Wowser would rely on a different, synth-pop arrangement for its English broadcast, but Arisawa’s composition would live on through Bae. Fittingly, Arisawa is also the maestro behind the Sailor Moon series, penning the soundtracks to five installments of the show.
Arisawa’s Sailor Moon work would be flipped on another future funk-adjacent tune, though it is distinctly less ready-made than “Fly Away.” Producer Desired reworked the vocals from “The Solider of Fate” into “Secret Senshi,” building out the beat with snaps, a hi-hat and a stellar saxophone, which comes from another Arisawa Sailor Moon track, “Pure Heart.”
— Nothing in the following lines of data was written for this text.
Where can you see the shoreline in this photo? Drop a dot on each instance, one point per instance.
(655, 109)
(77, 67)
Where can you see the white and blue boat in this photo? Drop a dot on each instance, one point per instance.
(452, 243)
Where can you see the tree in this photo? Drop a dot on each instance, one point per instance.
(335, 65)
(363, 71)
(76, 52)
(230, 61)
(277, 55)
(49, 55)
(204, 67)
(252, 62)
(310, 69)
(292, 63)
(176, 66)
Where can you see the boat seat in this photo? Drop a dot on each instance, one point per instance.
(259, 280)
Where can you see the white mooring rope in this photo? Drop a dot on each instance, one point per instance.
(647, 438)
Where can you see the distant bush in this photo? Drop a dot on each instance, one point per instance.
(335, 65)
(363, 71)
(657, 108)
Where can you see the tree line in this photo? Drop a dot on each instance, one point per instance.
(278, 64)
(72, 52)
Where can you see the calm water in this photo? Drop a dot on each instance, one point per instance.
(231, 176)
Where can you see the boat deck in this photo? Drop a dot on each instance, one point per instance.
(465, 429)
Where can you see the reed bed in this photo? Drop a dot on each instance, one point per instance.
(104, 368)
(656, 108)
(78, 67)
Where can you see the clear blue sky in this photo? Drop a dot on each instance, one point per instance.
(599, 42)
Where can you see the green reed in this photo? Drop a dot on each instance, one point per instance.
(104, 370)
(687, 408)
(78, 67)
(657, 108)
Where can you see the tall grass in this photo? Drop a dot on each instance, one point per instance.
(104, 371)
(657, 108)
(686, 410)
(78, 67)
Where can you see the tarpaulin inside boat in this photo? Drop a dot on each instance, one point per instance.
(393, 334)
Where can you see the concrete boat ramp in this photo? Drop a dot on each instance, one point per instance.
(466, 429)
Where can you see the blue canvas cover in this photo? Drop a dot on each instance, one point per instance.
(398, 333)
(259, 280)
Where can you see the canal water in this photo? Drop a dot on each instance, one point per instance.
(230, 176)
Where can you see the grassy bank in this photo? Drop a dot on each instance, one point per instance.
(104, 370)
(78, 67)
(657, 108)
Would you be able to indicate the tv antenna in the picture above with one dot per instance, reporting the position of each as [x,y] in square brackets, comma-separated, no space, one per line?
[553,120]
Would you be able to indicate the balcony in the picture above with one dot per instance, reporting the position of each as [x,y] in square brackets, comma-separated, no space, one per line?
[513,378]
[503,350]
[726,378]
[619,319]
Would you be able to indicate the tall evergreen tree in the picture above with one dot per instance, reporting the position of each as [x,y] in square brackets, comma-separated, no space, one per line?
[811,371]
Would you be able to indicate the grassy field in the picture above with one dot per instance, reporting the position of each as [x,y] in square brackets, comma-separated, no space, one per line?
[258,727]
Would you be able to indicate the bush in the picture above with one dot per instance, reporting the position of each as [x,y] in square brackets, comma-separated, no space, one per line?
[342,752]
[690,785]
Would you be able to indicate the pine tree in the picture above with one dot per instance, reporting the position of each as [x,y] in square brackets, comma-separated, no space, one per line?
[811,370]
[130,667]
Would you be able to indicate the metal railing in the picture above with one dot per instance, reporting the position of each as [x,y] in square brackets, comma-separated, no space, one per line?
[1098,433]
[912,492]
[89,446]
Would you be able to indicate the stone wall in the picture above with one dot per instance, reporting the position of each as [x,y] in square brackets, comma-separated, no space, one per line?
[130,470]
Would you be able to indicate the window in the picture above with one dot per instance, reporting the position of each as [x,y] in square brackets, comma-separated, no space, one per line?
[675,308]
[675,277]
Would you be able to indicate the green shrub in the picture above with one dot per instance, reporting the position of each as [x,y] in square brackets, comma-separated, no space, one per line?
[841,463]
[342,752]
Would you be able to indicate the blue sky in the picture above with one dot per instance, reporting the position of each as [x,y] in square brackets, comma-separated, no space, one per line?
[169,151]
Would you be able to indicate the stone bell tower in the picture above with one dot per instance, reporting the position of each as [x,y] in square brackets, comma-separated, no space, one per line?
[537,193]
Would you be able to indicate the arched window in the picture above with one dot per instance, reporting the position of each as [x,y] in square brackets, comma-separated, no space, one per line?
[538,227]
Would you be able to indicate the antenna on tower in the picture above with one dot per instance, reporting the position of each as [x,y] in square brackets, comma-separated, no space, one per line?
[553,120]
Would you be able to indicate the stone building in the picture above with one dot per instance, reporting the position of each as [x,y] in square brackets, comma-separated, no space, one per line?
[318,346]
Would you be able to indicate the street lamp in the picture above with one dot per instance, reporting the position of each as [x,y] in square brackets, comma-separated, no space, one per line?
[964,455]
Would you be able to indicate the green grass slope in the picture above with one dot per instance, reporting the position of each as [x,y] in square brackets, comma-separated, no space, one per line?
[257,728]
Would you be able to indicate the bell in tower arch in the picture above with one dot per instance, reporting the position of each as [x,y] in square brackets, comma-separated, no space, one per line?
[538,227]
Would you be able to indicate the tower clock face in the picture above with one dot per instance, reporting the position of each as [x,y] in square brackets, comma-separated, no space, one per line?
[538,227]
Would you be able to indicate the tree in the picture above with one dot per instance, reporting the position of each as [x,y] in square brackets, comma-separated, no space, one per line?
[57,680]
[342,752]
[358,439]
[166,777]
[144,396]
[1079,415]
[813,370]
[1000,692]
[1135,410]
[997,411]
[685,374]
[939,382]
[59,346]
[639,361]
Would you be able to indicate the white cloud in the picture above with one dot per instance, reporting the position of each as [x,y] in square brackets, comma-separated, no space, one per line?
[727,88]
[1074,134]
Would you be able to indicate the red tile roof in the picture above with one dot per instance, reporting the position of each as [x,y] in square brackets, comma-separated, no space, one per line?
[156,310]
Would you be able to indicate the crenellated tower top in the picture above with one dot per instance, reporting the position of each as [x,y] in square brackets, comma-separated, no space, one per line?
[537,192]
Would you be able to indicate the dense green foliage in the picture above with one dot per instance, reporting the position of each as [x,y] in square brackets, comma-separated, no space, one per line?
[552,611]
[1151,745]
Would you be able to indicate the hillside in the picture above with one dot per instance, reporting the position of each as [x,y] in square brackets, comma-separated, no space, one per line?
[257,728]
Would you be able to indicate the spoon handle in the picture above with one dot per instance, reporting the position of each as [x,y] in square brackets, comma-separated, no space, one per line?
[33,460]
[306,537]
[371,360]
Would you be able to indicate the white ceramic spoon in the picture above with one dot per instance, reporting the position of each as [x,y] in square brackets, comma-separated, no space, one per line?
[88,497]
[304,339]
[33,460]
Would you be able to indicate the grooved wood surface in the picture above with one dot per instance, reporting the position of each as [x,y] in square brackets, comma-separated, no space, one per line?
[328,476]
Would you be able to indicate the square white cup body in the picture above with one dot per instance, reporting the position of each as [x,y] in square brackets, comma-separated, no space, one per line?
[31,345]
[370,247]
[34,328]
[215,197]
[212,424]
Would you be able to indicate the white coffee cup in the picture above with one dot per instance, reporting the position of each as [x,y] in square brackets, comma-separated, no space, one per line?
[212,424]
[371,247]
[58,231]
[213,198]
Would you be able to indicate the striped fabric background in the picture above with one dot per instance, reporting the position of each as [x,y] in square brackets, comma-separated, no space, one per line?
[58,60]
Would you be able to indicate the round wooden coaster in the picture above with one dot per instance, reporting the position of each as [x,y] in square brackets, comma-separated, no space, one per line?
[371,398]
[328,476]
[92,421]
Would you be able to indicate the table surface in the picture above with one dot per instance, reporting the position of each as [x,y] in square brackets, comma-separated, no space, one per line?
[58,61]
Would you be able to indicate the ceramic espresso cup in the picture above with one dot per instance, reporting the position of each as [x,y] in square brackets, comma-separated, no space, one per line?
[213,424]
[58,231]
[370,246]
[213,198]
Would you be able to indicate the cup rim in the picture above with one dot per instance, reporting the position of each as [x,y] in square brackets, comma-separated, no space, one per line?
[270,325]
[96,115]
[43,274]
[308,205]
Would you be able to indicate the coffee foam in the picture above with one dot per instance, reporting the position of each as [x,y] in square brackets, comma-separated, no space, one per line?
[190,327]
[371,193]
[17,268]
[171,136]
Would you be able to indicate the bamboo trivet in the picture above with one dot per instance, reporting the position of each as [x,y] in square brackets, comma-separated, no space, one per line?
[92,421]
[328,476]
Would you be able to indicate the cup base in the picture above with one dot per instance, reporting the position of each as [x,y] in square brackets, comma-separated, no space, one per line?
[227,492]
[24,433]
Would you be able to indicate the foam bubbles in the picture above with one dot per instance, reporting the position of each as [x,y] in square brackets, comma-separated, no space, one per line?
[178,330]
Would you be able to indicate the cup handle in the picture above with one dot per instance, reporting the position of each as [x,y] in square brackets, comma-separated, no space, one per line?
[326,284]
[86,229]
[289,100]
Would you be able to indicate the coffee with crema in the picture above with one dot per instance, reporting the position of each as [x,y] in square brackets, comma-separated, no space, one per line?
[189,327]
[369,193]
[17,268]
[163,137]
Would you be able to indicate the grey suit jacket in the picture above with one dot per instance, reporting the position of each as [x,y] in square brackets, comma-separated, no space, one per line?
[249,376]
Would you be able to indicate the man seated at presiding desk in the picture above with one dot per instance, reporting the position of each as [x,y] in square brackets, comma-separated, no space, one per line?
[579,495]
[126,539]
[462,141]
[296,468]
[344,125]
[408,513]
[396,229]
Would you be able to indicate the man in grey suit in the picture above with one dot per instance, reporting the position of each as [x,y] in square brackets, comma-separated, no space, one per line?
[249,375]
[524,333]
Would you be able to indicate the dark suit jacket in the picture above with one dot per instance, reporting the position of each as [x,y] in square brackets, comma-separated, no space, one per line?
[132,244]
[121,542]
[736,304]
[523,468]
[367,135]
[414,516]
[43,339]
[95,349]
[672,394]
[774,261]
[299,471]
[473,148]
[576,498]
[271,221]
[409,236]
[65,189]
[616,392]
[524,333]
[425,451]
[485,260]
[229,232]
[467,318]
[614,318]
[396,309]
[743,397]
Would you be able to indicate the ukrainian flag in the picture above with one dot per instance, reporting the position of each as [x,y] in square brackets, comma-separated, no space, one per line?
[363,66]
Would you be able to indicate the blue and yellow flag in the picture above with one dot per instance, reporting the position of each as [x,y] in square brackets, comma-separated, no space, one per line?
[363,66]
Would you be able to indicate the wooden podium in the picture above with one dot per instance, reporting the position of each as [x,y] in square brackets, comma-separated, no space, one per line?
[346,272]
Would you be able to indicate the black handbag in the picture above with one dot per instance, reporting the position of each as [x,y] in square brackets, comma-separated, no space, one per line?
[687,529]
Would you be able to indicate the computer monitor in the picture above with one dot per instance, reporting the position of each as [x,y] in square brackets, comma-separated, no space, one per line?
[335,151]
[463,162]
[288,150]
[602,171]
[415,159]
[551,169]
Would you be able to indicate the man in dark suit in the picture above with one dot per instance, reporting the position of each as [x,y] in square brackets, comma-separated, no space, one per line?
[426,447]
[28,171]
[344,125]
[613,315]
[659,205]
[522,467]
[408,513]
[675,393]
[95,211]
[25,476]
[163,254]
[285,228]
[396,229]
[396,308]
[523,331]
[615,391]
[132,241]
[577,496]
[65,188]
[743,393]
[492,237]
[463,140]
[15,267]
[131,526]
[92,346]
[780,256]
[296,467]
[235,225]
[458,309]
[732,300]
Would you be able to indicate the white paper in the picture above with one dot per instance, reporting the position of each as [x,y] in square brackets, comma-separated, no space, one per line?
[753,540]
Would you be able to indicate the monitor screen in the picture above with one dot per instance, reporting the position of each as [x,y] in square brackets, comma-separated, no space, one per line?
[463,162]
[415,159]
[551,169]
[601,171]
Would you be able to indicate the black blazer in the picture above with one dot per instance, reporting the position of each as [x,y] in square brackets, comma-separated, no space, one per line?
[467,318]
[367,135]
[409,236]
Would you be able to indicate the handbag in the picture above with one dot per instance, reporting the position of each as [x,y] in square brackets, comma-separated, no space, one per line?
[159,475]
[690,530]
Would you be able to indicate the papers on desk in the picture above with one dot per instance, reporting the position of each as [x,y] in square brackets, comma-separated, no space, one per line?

What makes “Fly Away” so magical is that it can exist completely irrespective of the show’s plot. Unlike the Sailor Moon soundtrack, which has to capture the swaying emotions of Tsukino’s counterbalanced life, the theme for Wowser has no upper-level affiliation. Things happen in the show, the episode ends, and the cycle repeats. “Fly Away” can be musically irresponsible, which it does by drawing on the genre of the day (city pop) instead of committing to a highly stylized presentation that speaks to the deeper lives and problems of the show’s characters.
Future funk has grown immensely since Yung Bae borrowed “Fly Away” in 2014, but the air of subtle familiarity has prevailed. Much like Sailor Moon’s transformation, a simple facelift goes a long way. For future funk, that means unofficial mascots and a diehard love of sampling help foster a culture of careful experimentation over sweeping upheavals to the status quo.
Yung Bae eventually builds out his cover art style, swapping out Sailor Moon for picutres of himself in sweaters that inspire flashbacks to visiting a Sears Photo Center for family portraits. Still, there’s no doubt that the Sailor Moon’s influence prevails, as sound effects from her transformations and vocal chops from her show’s continue to infect future funk to this day.